Looking skyward, she will remember her father’s whisper: Ophiuchus, the serpent bearer, connected to the Asclepius, the physician who learned from the snake how to heal so well as to bring the dead back to life.
* * *
Of course, she doesn’t know what she’ll do on that cloudless night a year away yet; she’s still trying to shed the past as she climbs in to the one-way hire car. Barely out of the car park at Glasgow Airport, she rolls down her own window, presses her glasses tightly to her face, lets her long, graying hair curl around the outside of the car. She tries to avoid thinking of her children; she tries not to feel she is running away from home.
Not so very long ago, she’d thought this would be the sort of thing she’d do with her husband. The children were nearly grown, then. She had begun imagining the house empty: she and her husband would become adventurers again.

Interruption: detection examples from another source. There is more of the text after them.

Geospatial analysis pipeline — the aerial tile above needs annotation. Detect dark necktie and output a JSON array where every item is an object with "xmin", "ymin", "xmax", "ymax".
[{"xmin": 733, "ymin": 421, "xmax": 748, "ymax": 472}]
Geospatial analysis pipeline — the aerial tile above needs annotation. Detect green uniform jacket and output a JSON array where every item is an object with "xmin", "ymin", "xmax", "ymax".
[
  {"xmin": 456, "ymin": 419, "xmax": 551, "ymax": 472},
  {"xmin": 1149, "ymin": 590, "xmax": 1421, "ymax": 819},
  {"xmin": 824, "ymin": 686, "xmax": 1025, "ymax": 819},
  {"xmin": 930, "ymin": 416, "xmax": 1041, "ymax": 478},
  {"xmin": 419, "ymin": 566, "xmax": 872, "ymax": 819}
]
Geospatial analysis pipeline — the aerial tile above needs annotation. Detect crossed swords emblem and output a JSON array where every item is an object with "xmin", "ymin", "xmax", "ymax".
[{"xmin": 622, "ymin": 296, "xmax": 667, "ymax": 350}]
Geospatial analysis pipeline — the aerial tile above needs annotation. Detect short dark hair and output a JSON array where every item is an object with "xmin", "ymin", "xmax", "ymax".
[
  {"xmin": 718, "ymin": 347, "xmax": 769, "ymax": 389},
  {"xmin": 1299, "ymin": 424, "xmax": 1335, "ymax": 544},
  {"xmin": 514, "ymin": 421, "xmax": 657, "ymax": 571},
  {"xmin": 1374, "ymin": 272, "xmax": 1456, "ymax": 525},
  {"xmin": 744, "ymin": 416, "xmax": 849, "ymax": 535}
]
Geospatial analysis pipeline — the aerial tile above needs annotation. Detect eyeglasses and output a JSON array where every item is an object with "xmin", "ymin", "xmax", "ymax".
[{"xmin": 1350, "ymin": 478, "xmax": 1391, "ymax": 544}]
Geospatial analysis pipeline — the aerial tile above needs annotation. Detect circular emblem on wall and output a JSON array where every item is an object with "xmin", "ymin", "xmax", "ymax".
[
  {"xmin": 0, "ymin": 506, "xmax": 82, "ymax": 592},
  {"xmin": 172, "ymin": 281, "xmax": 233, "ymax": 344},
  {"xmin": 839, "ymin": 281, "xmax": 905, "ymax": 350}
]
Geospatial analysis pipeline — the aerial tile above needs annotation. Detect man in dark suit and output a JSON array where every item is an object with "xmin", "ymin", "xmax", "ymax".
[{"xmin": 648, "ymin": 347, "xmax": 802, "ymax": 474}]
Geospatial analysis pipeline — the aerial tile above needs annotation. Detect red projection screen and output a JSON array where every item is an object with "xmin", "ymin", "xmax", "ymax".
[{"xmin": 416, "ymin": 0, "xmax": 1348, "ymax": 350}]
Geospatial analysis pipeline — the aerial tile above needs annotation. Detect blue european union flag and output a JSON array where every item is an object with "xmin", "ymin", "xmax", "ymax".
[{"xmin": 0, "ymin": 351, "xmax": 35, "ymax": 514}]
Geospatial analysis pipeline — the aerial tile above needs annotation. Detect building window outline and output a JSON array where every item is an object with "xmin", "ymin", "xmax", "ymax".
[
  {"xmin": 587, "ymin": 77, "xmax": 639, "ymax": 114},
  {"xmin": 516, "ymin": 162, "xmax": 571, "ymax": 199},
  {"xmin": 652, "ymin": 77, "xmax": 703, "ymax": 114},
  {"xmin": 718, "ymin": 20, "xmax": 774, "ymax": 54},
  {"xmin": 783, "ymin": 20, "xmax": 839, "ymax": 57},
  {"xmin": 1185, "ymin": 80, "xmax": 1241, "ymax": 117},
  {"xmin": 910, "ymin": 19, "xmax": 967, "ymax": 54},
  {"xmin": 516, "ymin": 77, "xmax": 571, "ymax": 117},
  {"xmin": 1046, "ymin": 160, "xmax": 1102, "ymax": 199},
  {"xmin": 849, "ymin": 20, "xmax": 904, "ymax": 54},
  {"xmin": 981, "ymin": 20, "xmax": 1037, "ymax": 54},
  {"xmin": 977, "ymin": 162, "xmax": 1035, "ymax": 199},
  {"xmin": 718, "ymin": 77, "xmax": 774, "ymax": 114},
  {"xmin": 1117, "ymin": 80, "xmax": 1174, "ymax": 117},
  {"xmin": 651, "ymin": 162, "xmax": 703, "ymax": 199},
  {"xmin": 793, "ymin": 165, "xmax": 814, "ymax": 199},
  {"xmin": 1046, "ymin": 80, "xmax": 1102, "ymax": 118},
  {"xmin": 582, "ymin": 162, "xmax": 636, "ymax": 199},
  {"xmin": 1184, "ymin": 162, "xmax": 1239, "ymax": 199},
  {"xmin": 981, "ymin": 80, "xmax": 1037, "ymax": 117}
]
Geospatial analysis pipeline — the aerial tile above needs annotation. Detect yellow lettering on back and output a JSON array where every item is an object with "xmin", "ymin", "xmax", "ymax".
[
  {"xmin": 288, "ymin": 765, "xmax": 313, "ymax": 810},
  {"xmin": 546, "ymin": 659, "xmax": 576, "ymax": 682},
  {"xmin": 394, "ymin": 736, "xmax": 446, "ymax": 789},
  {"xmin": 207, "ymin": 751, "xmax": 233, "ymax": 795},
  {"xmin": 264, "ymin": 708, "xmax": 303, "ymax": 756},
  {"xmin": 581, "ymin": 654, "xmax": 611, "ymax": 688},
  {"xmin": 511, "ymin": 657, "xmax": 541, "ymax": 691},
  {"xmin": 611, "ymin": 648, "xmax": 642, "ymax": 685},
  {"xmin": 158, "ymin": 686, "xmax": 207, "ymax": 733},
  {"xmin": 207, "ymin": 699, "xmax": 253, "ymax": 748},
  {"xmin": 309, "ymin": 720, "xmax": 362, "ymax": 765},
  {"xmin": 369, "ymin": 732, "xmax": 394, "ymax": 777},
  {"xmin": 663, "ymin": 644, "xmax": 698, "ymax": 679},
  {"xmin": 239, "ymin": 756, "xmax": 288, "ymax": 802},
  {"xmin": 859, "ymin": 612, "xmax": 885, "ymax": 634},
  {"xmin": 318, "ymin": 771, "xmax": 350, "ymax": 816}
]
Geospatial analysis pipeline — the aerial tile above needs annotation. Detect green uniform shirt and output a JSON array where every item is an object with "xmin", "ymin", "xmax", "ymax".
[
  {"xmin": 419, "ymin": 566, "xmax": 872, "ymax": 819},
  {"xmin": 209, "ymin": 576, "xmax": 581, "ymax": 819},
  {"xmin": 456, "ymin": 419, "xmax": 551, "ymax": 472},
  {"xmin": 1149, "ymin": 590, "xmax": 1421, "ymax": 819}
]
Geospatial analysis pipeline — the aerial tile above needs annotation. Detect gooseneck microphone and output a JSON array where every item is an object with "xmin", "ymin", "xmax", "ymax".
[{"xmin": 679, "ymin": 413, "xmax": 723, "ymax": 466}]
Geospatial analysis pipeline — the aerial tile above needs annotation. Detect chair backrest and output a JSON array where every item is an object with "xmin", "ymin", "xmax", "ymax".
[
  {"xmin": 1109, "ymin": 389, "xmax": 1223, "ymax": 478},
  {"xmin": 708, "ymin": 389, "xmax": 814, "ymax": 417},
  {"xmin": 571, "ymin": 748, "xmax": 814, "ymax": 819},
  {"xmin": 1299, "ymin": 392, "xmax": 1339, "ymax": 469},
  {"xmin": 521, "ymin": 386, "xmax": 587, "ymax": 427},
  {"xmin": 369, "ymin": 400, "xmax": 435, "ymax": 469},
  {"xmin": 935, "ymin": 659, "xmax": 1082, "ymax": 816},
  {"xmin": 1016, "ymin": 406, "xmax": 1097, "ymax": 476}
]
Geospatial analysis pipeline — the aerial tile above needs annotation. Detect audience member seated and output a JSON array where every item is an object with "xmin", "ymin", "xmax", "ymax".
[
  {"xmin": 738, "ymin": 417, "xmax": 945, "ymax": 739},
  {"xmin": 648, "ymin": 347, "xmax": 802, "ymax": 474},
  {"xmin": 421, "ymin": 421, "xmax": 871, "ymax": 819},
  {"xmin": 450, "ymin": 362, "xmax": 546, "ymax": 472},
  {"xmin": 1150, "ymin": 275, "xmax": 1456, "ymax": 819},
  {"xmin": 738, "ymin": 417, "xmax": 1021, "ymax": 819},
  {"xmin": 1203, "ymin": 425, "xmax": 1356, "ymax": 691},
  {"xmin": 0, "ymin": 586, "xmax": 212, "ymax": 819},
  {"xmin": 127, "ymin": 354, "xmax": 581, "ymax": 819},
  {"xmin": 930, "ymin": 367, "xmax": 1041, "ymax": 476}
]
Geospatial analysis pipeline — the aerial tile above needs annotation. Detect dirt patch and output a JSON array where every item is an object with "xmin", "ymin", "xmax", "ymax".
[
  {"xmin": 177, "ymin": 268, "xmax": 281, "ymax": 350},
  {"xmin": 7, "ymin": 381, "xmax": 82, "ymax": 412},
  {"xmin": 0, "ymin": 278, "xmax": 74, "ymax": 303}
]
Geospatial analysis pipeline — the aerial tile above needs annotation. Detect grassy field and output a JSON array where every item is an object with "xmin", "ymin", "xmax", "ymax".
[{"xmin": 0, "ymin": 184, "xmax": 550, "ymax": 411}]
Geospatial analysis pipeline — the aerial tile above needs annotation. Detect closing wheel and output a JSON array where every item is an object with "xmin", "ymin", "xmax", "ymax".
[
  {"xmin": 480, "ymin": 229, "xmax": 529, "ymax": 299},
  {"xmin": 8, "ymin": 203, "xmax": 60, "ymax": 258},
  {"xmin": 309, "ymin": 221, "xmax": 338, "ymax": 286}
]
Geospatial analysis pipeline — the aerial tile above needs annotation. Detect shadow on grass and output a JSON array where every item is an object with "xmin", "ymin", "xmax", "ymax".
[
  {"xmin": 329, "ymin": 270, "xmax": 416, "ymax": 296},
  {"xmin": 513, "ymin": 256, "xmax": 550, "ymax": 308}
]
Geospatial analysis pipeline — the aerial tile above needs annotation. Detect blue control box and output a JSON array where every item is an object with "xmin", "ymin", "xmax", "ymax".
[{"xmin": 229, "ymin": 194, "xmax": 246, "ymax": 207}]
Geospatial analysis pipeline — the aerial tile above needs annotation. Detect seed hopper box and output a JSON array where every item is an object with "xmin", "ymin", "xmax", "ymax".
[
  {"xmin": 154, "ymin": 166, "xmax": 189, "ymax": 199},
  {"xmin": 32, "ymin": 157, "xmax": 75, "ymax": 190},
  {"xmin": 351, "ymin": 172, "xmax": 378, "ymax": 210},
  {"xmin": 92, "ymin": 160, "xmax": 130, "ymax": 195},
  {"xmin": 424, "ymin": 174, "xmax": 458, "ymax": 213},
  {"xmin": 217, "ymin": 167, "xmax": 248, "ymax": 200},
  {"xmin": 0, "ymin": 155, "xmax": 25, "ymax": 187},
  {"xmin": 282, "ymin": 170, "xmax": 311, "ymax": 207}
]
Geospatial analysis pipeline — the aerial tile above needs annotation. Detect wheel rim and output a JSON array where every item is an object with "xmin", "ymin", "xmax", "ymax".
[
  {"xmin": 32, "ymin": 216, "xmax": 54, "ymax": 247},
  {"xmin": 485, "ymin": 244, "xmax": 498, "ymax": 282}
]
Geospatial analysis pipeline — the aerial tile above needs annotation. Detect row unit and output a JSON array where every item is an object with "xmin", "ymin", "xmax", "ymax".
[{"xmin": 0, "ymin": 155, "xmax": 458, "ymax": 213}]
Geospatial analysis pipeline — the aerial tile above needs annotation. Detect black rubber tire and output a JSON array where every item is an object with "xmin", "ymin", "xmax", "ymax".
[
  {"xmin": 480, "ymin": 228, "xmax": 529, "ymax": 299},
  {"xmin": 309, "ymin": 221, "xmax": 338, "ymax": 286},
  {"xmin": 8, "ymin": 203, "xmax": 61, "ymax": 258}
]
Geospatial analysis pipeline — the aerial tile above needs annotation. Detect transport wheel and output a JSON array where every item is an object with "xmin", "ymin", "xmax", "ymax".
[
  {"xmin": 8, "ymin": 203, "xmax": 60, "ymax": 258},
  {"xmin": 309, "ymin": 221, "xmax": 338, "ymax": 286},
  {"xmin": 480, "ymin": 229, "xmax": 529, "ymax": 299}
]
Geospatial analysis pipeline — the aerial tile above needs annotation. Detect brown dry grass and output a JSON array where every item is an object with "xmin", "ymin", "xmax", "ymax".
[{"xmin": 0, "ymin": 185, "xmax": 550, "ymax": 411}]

It’s been three years since he ended their twenty-five-year marriage. Four children, a house, two dogs, a cat, a scatter of bicycles, kayaks, all split in half, one way or another. He handed her a note and walked out the door.
In the car, she sighs. Isn’t this an adventure? So she’d been half right. She looks down at her hand. Three years and the mark of his ring is still there. I’ve done right by the children, haven’t I?
As she rides along, one of her children is doing a summer study in Greece. Another, a university dropout, roams the California coast. One hunches over a desk, taking summer school to graduate early, as Isobel would have done at that age. The eldest is racking up debt, doing her second post-grad. She’d be sitting on her own somewhere. She might as well go where she wants. Mightn’t she?